When he was 14 he went to work in a hospital. There he took care of the sick and the mad. He learned to look for beauty and joy not in this world but in God.

While he worked in the hospital, John learned Greek and Latin at a Jesuit school. He became a brother of the Carmelite order and continued his studies at the University of Salamanca. There he learned Thomist philosophy, which affected him deeply.

The Carmelites had a bad name in those days. They lived well and did little work. They hardly seemed to be living for God. He was thinking of leaving, but St Teresa of Avila asked him to stay and help her to change things. He did. Their Carmelites lived such a strict and poor life that they did not even wear shoes!

Not all the Carmelites were happy about these changes. They locked John in a small, dark cell. It just had one small window, too high for him to look out. They whipped him three times a week. There he remained for nine months.

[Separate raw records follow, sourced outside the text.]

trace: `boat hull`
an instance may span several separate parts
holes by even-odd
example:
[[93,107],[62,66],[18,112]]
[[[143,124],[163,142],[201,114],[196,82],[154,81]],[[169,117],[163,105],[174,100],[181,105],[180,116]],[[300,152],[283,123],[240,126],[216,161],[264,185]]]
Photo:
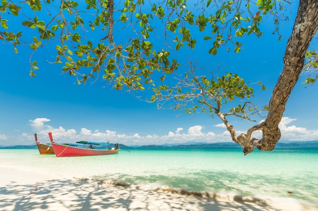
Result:
[[41,142],[37,142],[37,146],[38,146],[38,149],[39,149],[39,152],[41,155],[48,155],[53,154],[54,153],[54,151],[52,145],[50,144],[43,144]]
[[118,154],[119,151],[119,149],[102,150],[77,147],[55,142],[51,142],[51,144],[56,157],[105,155]]

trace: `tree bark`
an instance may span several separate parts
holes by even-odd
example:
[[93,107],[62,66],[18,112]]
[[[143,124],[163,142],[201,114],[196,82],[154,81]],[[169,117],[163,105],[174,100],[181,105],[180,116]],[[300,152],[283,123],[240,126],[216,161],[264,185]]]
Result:
[[[254,147],[260,150],[272,150],[280,139],[278,124],[287,100],[303,69],[306,52],[317,29],[318,1],[300,0],[293,31],[283,58],[283,70],[273,91],[267,117],[264,122],[250,128],[247,134],[241,134],[237,140],[234,140],[244,147],[245,155],[253,151]],[[256,130],[262,131],[261,139],[251,138],[252,133]]]

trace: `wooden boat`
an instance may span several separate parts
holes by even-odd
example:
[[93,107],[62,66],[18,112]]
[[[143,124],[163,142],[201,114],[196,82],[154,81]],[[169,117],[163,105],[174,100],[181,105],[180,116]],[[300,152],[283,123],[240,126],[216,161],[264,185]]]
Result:
[[118,144],[112,148],[108,143],[86,141],[76,144],[58,144],[53,141],[52,133],[49,133],[49,137],[56,157],[109,155],[117,154],[120,150]]
[[53,154],[54,153],[54,149],[51,144],[44,144],[38,141],[37,134],[34,134],[34,137],[36,139],[36,144],[38,146],[39,152],[41,155]]

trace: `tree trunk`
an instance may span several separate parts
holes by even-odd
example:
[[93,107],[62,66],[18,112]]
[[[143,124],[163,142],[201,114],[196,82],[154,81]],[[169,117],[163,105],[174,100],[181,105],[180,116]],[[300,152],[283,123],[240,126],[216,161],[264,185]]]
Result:
[[[244,147],[243,151],[245,155],[251,152],[254,147],[265,151],[275,148],[280,138],[278,124],[285,110],[287,100],[303,69],[305,54],[317,29],[318,1],[300,0],[283,58],[283,70],[269,102],[267,117],[264,122],[249,129],[247,134],[241,134],[237,140],[234,140]],[[252,133],[256,130],[263,131],[260,140],[251,138]]]

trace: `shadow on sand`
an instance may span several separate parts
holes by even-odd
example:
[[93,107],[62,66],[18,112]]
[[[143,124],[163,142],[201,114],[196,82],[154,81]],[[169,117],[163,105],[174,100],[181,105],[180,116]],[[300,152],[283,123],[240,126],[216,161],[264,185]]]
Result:
[[263,201],[136,190],[101,182],[50,180],[32,185],[11,182],[0,187],[0,210],[280,210]]

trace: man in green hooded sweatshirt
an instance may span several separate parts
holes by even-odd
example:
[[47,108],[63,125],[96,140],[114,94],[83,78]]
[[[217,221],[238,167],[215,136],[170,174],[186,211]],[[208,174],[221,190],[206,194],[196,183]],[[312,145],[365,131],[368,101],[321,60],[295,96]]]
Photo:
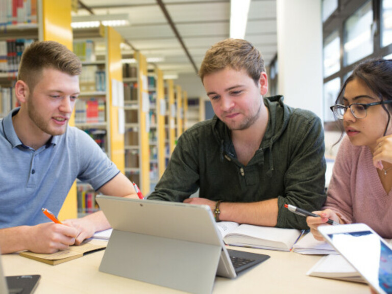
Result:
[[[228,39],[206,52],[199,71],[215,113],[179,138],[149,199],[209,205],[217,221],[307,228],[284,208],[318,210],[326,199],[324,137],[314,114],[263,98],[260,52]],[[199,189],[199,197],[189,196]]]

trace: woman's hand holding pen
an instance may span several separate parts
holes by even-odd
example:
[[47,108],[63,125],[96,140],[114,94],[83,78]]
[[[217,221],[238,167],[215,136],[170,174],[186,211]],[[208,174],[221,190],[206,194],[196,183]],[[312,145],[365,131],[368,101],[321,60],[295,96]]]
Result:
[[324,240],[324,238],[317,230],[318,226],[320,225],[326,225],[327,222],[328,221],[328,219],[331,219],[337,223],[341,223],[339,217],[335,211],[331,209],[327,209],[321,211],[313,211],[313,213],[318,215],[321,217],[307,217],[306,218],[306,223],[308,224],[309,227],[310,228],[310,232],[313,234],[314,238],[319,241]]
[[26,248],[40,253],[53,253],[67,249],[75,243],[78,230],[72,227],[53,222],[30,227],[23,236]]
[[380,138],[377,141],[373,152],[373,165],[382,170],[382,161],[392,164],[392,135]]

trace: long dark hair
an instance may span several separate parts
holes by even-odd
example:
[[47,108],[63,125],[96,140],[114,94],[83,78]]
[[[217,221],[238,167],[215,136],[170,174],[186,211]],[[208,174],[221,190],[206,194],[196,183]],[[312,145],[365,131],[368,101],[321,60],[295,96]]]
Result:
[[[392,100],[392,60],[373,59],[365,60],[359,63],[345,82],[336,98],[336,104],[342,104],[343,93],[346,86],[355,78],[360,78],[364,82],[369,89],[377,95],[380,100]],[[388,114],[388,122],[384,131],[384,136],[385,136],[390,121],[392,104],[382,104],[381,106]],[[342,128],[343,131],[344,130],[341,124],[340,124],[339,126]],[[341,137],[342,135],[342,133]]]

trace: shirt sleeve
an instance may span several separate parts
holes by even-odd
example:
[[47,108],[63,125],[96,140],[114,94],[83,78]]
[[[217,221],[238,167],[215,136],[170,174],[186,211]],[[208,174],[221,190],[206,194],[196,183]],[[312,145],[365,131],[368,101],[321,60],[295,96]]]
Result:
[[327,201],[323,209],[336,212],[348,224],[353,222],[353,203],[350,175],[352,173],[353,152],[350,152],[351,143],[348,138],[344,138],[336,155],[332,176],[327,193]]
[[284,175],[285,194],[278,196],[277,227],[307,228],[306,218],[289,211],[284,205],[312,211],[320,210],[326,200],[324,131],[320,118],[312,117],[307,120],[297,118],[287,130],[292,133],[288,148],[291,155]]
[[179,138],[169,163],[149,199],[183,202],[199,189],[197,139],[190,132]]
[[88,182],[97,191],[120,171],[91,137],[83,131],[78,131],[77,149],[80,163],[78,178]]

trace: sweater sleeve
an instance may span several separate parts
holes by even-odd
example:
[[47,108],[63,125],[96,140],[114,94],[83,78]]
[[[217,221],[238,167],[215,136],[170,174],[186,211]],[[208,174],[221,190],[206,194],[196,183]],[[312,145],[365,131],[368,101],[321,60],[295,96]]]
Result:
[[353,203],[350,184],[352,160],[351,143],[348,137],[343,139],[333,166],[332,176],[327,193],[324,209],[335,211],[346,223],[353,222]]
[[149,199],[183,202],[199,189],[197,139],[191,132],[179,138],[167,167]]
[[285,195],[278,197],[277,226],[306,229],[306,218],[284,208],[291,204],[308,211],[321,208],[326,199],[324,136],[321,121],[312,115],[295,120],[288,131],[291,136],[290,155],[284,175]]

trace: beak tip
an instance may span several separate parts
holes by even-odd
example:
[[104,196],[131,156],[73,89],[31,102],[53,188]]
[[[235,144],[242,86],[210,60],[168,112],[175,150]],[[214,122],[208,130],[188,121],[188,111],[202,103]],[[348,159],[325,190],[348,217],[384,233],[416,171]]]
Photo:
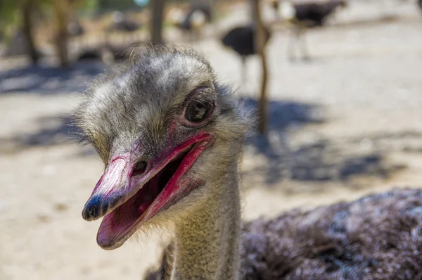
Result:
[[91,197],[82,210],[82,218],[87,221],[94,221],[101,217],[101,198],[100,196]]

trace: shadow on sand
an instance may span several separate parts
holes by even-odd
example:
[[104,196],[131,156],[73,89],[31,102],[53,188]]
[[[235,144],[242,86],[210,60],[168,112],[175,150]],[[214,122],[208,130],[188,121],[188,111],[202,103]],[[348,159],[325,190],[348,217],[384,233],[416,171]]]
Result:
[[77,63],[68,68],[27,65],[0,72],[0,94],[34,93],[41,95],[82,91],[106,66],[101,63]]

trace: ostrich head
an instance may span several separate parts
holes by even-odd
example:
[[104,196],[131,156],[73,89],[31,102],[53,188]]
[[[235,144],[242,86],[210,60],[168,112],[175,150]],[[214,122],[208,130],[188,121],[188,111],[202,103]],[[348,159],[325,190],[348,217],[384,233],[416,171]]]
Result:
[[138,229],[181,220],[237,164],[247,115],[192,50],[139,51],[100,77],[77,111],[105,171],[82,216],[104,216],[98,244],[114,249]]

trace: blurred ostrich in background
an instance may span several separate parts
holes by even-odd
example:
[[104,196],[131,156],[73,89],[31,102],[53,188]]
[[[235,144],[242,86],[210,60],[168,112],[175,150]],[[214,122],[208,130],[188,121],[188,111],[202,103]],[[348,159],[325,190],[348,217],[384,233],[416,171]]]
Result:
[[[265,31],[265,44],[271,37],[271,32],[267,27]],[[226,47],[234,51],[240,57],[242,65],[241,84],[244,87],[247,82],[246,58],[250,56],[257,54],[255,48],[255,27],[253,25],[241,26],[231,29],[222,38],[222,43]]]
[[[273,0],[272,7],[276,13],[291,26],[292,36],[287,50],[289,59],[294,60],[296,49],[300,49],[302,58],[308,60],[309,55],[304,37],[307,30],[324,26],[328,18],[332,16],[338,8],[346,6],[345,0],[300,4],[293,4],[286,0]],[[300,45],[299,48],[298,45]]]
[[106,169],[82,216],[104,217],[97,243],[108,250],[137,231],[168,231],[172,243],[149,279],[422,276],[421,190],[242,227],[238,163],[250,113],[194,51],[140,50],[87,94],[77,124]]
[[211,23],[212,17],[211,7],[200,2],[191,4],[186,13],[174,8],[167,15],[170,22],[186,33],[191,41],[199,38],[204,27]]

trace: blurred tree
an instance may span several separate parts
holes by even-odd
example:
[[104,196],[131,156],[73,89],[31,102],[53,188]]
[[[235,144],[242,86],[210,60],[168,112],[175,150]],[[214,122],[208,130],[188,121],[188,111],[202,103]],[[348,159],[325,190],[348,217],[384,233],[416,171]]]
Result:
[[[13,26],[22,30],[27,44],[27,54],[33,64],[37,64],[39,58],[32,28],[36,9],[37,0],[0,1],[0,31],[4,34],[7,33],[10,27]],[[15,29],[12,30],[13,31],[11,33],[15,33]]]
[[61,67],[69,65],[68,57],[68,23],[70,12],[70,1],[51,0],[54,13],[54,26],[57,28],[54,34],[54,44]]
[[151,18],[150,22],[151,40],[153,44],[162,44],[162,23],[166,0],[151,1]]
[[267,101],[267,84],[268,82],[268,67],[267,64],[267,53],[265,51],[265,30],[261,13],[260,0],[250,0],[252,17],[256,28],[255,48],[261,58],[262,70],[260,101],[258,103],[258,131],[262,135],[268,132],[268,104]]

Most people would be bitter and angry – or lose all hope. Not John. He knew it was part of what God had in mind for him.

He had nothing, but he still had God. His faith and love burned more strongly. God filled his heart with joy. There he wrote some of the most beautiful Spanish ever written.

At last he escaped. He hid from his enemies in a convent. There he read his beautiful words about God to the nuns.

From that time on he wrote about his experience of the love of God and led his order of Carmelites, which in time became independent of the bad old order of Carmelites.

John wrote not just about his experience of God but also gave everyday advice about how to grow in faith and prayer. His two most famous books are “The Dark Night of the Soul”, a book that Pope John Paul II loved, and “Ascent of Mount Carmel”. The book he wrote in the cell is “The Spiritual Canticle”.

His feast day is December 14th, the day he went to heaven.